Le Premier ministre français Jean-Marc Ayrault a réaffirmé vendredi la volonté de l'exécutif de procéder à la publicité du patrimoine des élus parlementaires, alors que des voix s'élèvent, à droite comme à gauche, contre ce projet.
"Nous irons jusqu'au bout à travers le projet de loi" qui sera présenté le 24 avril en Conseil des ministres, a fait savoir vendredi matin sur RTL le Premier ministre.
Indiquant avoir entendu les "craintes de certains élus", M. Ayrault a martelé qu' "il y a un besoin de transparence".
"Quand on exerce une responsabilité publique (...), je crois que la transparence est nécessaire (...) D'autres pays l'ont fait avant nous et ne s'en portent pas plus mal", a-t-il fait valoir.
Le Premier ministre ne fera pas figure d' exception et se pliera lui aussi à l' exercice. "Ca ne me pose pas de problème, j'ai déjà rendu public plusieurs fois mon patrimoine et celui de mon épouse, puisque nous sommes mariés sous le régime de la communauté", a-t-il indiqué.
La "transparence absolue", prônée par l' exécutif suite au scandale d' évasion fiscale de l' ancien ministre Jérôme Cahuzac suscite quelques réticences de la part de la classe politique française, y compris au Parti socialiste (PS), dont M. Ayrault est issu.
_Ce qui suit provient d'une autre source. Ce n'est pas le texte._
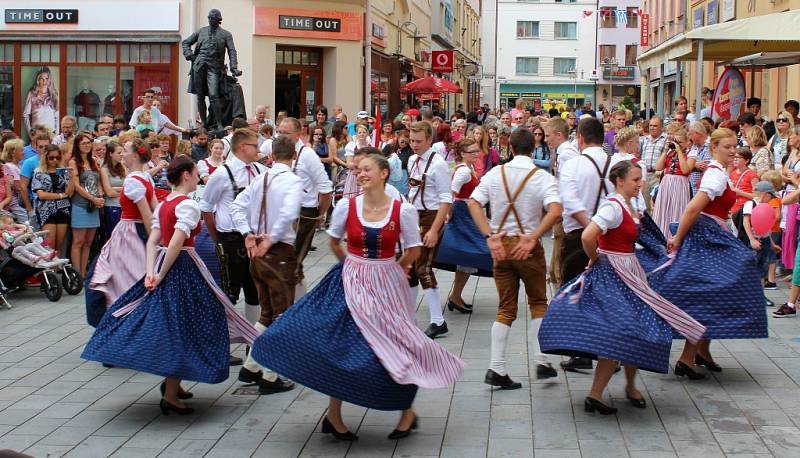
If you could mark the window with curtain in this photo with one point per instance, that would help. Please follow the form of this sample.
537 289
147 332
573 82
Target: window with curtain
562 65
527 65
566 30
Au lendemain de la présentation par le président François Hollande des grandes lignes de son plan de moralisation politique, le président de l' Assemblée nationale et membre du PS, Claude Bartolone, a exprimé son opposition à l'une des mesures phares défendues mercredi par le chef de l' Etat, à savoir la publication du patrimoine des élus.
"La dérive individuelle de M. Cahuzac ne doit pas déboucher sur une culpabilité collective", a-t-il déclaré au journal Le Figaro, mettant en garde son président contre la tentation du populisme. "L'émotion d'un moment ne doit pas aboutir à ce que les députés soient jetés en pâture", a insisté M. Bartolone.
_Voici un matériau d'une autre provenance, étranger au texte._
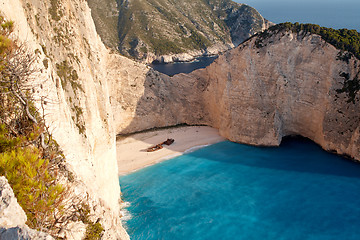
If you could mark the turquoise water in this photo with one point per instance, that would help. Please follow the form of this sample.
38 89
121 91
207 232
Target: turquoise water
234 191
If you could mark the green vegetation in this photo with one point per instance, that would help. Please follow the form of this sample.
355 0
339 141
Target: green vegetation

Ces réserves sont d'ailleurs partagées par plusieurs personnalités françaises, y compris de gauche. Le gouverneur de la Banque de France, Christian Noyer, pourtant proche du président Hollande, avait affirmé mercredi matin sur la radio française Europe 1 "ne pas beaucoup aimer l'étalage des informations personnelles sur la place publique".
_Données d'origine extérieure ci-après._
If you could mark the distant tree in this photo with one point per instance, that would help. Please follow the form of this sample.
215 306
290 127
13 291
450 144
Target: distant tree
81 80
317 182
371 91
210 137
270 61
A droite, Jean-François Copé, président du principal parti d' opposition, l' UMP (Union pour un mouvement populaire, droite), a mis en garde mardi sur France 2 contre un "numéro de voyeurisme et d'hypocrisie", assurant toutefois que "naturellement, il rendrait public son patrimoine".
Le même jour sur Canal +, le député UMP Henri Guaino, ancien conseiller de Nicolas Sarkozy, a qualifié de "totalitaire" toute ambition de "transparence totale", estimant que "tout cela est absolument indécent et démagogique".
"En plus des ministres et des parlementaires, qui y étaient déjà soumis, l'obligation de transparence annoncée par François Hollande va désormais s'appliquer" à d' autres hauts responsables publics, rappelle le quotidien Les Echos.
Il s' appliquera "aux membres du Conseil constitutionnel, aux principaux responsables exécutifs locaux (présidents de région, maires de grandes villes, etc.), aux membres des autorités administratives indépendantes, aux collaborateurs des cabinets ministériels et du président de la République, aux titulaires d'emploi à la décision du gouvernement nommés en Conseil des ministres (préfets par exemple) et aux dirigeants de grande entreprise publique", détaille le journal.
Et le quotidien économique de préciser que "les déclarations des ministres et secrétaires d'Etat, ainsi que celles des parlementaires seront rendues publiques".
Si certains ministres ont déjà rendu public leur patrimoine, l' ensemble du gouvernement a jusqu' à lundi pour faire de même.